Tapi dari pintu-pintu yang lain, tidak ada jawaban.
Clair-de-Lune belum pernah masuk ke bangunan lain seumur hidupnya, maka ia tidak menganggap kediamannya aneh. Tapi pengunjung yang pertama kali datang pastilah merasa heran melihat keanehan bangunan itu.
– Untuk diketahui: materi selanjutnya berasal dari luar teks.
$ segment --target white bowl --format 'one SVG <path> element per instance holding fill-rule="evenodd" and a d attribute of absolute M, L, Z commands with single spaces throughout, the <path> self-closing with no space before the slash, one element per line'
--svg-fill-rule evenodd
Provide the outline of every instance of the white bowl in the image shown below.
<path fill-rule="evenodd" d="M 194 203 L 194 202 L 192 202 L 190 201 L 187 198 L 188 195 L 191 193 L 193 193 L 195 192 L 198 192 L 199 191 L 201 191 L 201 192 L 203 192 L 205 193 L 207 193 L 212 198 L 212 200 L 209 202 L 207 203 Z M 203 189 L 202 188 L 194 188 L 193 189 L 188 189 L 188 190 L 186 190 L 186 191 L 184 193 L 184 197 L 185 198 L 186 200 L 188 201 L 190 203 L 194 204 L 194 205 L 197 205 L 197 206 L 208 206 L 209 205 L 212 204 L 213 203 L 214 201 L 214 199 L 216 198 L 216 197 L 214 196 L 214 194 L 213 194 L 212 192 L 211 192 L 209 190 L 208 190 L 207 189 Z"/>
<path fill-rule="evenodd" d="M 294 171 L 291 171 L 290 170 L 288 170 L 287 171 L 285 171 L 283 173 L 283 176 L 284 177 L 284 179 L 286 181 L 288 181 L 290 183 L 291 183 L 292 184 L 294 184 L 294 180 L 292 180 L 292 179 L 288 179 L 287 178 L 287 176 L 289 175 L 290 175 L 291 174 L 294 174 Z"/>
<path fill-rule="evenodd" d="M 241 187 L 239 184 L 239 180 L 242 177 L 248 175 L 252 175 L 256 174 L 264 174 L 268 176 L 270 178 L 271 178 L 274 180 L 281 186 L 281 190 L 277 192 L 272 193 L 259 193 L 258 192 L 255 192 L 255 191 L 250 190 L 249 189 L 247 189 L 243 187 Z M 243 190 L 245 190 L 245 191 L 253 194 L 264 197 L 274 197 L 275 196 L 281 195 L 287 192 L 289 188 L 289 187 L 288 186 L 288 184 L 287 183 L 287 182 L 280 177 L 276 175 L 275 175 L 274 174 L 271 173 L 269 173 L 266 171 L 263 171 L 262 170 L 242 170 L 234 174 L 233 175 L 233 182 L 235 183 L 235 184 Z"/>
Setiap lantai berbeda dari lantai lainnya. Ada yang memiliki bordes atau ruang yang tidak disangka-sangka; beberapa bahkan memiliki koridor-koridor menuju area yang belum pernah dikunjungi Clair-de-Lune, koridor-koridor yang mengarah ke udara terbuka lalu masuk kembali, karena beberapa bagian bangunan itu kosong!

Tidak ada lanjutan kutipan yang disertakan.